6 Responses to “Plaza de Toros”

  1. Maryl Travis September 15, 2018 at 1:23 pm #

    After seeing the photos of the bullfight stadium in Sevilla, it reminded me of a couple of incidents I had regarding bullfighting. When I was living in Barcelona (in the 60’s), I went to a bullfight. You are right. The pageantry of the matadors, toreadors, etc. was like a ballet with those elaborate, colorful costumes. When I was asked to go with some friends, I hadn’t realized the impact it would make on me seeing the tragic final stages of the “ballet”. Then, when I was living in Mexico, I dated an American Matador (the first one in Mexico) but told him I could not go to see him in the arena. After about the 5th date, his friend called from the hospital to say that he had been gored and he was in serious condition. He survived, but not our relationship. TMI?

    • Jill September 15, 2018 at 1:27 pm #

      I knew you had that wild era of your life in Spain. Did not remember that it was in the New World as well.

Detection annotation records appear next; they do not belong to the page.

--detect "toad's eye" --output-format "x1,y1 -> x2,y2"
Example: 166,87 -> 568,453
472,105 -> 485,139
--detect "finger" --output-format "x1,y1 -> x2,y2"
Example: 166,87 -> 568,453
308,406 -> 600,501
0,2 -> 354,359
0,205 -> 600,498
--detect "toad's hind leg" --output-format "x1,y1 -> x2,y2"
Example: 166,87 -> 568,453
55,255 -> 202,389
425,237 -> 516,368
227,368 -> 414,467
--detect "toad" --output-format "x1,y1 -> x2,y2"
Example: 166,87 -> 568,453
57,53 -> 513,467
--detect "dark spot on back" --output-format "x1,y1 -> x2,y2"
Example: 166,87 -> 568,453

I seem to remember a shady Spaniard in there too. But ah what grand entertainment now that we are in our 70s.

  2. Richard Thirston September 15, 2018 at 7:47 am #

    Rips/tears/holes in any of the clothing?

    • Jill September 15, 2018 at 8:12 am #

      Displayed suits pristine. Owners obviously timid.

      • Richard September 15, 2018 at 8:24 am #

        I’m convinced the fights are rigged.

      • Jill September 15, 2018 at 8:27 am #

        Jeesh. Don’t say that to a Sevillano or the local bulls.